Gefragt

Gefragt mit...

Bastian Liebsch, 40, Geschäftsführer Dr. Becker Klinikgruppe


Angenommen, Sie müssten den Beruf wechseln, was würden Sie tun?
Da ich den schönsten Beruf der Welt ausüben darf, fällt mir eine Antwort gar nicht so leicht. Es müsste deshalb schon etwas ganz anderes sein: Wohnhaft und aufgewachsen bin ich im Bergischen Städtedreieck, einer Region mit jeder Menge Möglichkeiten, aber zu wenig Selbstbewusstsein. Ich würde sie zur „Genussregion“ machen, in der Ausflügler und Touristen die Reize und Angebote mit allen Sinnen erleben dürfen. Damit ist nicht (nur) das kulinarische Angebot gemeint. Besonders die Natur und Kulturlandschaft kann man hier aktiv und vielfältig genießen: Von Tanztheater und einer lebendigen Musikszene über Spitzensport bis hin zu Kanu- und Mountainbike-Touren. Mein Antrieb dabei wäre es, ein Ziel zu konsentieren und dieses mit den unterschiedlichsten Interessengruppen gemeinsam zu verfolgen. Einen Imagewandel nachhaltig und konsistent voranzubringen und aus Wettbewerbern Partnern zu machen, treibt mich ja auch schon in meiner aktuellen Tätigkeit an.

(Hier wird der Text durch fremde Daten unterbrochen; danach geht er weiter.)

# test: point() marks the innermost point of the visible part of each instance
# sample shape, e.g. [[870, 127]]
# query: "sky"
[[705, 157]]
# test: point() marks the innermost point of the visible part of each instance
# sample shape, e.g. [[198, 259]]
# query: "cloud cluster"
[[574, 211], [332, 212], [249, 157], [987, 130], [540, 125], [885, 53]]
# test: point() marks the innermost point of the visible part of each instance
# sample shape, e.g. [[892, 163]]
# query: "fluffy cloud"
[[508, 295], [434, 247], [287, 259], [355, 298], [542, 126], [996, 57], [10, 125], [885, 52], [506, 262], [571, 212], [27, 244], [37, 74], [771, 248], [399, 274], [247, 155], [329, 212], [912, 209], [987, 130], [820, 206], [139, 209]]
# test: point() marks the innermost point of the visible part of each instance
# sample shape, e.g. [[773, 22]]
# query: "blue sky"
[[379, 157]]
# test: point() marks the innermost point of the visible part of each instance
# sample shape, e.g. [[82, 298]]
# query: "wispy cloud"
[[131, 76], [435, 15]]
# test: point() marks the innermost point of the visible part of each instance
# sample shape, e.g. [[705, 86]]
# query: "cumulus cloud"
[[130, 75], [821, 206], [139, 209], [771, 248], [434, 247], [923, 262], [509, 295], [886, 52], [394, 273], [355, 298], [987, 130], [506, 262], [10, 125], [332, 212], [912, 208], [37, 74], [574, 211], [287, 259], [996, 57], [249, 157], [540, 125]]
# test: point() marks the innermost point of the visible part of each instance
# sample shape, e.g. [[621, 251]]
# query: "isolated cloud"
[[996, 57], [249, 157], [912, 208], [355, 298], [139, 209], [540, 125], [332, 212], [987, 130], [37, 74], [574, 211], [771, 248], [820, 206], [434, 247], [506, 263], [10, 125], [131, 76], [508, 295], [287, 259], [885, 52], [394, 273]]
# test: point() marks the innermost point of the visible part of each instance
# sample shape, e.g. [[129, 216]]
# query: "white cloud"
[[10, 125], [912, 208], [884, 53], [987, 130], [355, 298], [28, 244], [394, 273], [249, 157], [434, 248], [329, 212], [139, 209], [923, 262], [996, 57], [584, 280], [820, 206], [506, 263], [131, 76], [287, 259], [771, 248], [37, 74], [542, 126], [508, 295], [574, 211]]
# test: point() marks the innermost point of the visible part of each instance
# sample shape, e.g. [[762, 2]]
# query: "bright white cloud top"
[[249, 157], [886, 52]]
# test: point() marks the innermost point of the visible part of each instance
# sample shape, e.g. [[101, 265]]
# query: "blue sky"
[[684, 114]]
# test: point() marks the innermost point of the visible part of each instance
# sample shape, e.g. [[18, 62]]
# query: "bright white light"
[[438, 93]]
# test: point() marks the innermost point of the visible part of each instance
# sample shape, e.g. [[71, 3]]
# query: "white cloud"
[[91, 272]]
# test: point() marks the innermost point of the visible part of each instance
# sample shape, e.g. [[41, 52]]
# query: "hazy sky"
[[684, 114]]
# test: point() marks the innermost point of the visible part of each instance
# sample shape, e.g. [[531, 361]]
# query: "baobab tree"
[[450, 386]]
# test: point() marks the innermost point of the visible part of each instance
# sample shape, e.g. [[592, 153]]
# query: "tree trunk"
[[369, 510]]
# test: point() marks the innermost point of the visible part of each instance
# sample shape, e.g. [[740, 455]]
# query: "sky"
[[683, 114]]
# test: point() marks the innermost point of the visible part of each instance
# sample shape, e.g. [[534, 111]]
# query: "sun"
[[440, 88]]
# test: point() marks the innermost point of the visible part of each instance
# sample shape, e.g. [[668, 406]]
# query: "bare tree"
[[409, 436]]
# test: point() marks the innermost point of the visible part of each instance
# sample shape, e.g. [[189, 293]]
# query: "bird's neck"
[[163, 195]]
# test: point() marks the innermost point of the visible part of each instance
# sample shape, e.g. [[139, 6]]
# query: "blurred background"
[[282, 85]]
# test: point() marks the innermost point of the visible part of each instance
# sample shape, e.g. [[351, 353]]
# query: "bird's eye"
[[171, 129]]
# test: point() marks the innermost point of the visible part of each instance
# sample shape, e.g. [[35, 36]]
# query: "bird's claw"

Welche drei positiven Charaktereigenschaften fehlen Ihnen?
Geduld, Geduld, Geduld (die nächste Frage bitte …)

Gab es einen Menschen in Ihrem Leben, der Sie verändert hat?
Drei Kinder und eine Frau, die mir jeden Tag aufs Neue zeigen, wie vielfältig das Leben ist und von denen ich jede Menge lernen darf. Auch für meinen Beruf. Eine nachhaltige Weiche in meinem Leben hat außerdem ein
Freund und ehemaliger Kollege gestellt, den ich bereits als Kind „hinter Gittern“ kennengelernt habe: Dr. Marc Heiderhoff. Unsere Väter haben schon gemeinsam im Knast (beide sind bzw. waren Beamte in der Justizvollzugsanstalt) gearbeitet und wir hatten uns im Laufe der Zeit aus den Augen verloren. Als BWL-Student hatte ich schon einen Arbeitsvertrag bei einer Sparkasse unterzeichnet. Durch eine glückliche Fügung habe ich Marc zum Ende des Studiums wiedergetroffen und er hat mir ein Thema für meine Diplomarbeit vorgeschlagen. Dieses hat mir dann aufgezeigt, wie faszinierend die interdisziplinäre Arbeit im Gesundheitswesen sein kann (@ Marc: Danke für den Pfad!). Den Job bei der Sparkasse habe ich dann auch nicht mehr haben wollen … Später haben Marc und ich dann tatsächlich einige Jahre auch bei der Dr. Becker Klinikgruppe zusammengearbeitet und wer weiß was noch kommt.

Was würde mich an Ihnen überraschen?
Äußerlich komme ich (glaube ich) recht unspektakulär daher. Auffallend sind da vielleicht meine Socken. Die dürfen gerne bunt und auch gerne mal mit ungewöhnlichen Motiven versehen sein. Meine Gastgeberleidenschaft :-). Wenn ich am Wochenende Zeit habe, laden wir gerne Freunde zu uns ein, die sich dann auf einen leckeren Grillabend oder ein asiatisches Menü freuen dürfen. Dafür stehe ich auch gerne den Tag über in der Küche und bereite alles vor und auch ansonsten überlassen wir wenig dem Zufall. Wenn das Gesamtpaket für alle stimmt und wir alle einen tollen Tag oder Abend hatten, dann bin ich zufrieden.

Was ist Ihre Lieblings-App auf demSmartphone?
Um die Welt zu entdecken und nichts zu verpassen: TripAdvisor. Damit kann ich mich an fremden Orten schnell orientieren, das kommt mir sehr entgegen. Außerdem versuche ich, immer möglichst viele Eindrücke zu sammeln. Da helfen Empfehlungen einfach weiter. Um Papier zu sparen und effizient zu handeln: iScanner. Dokumente schnell mit dem Handy einzuscannen und weiterversenden zu können, macht mein Leben einfacher.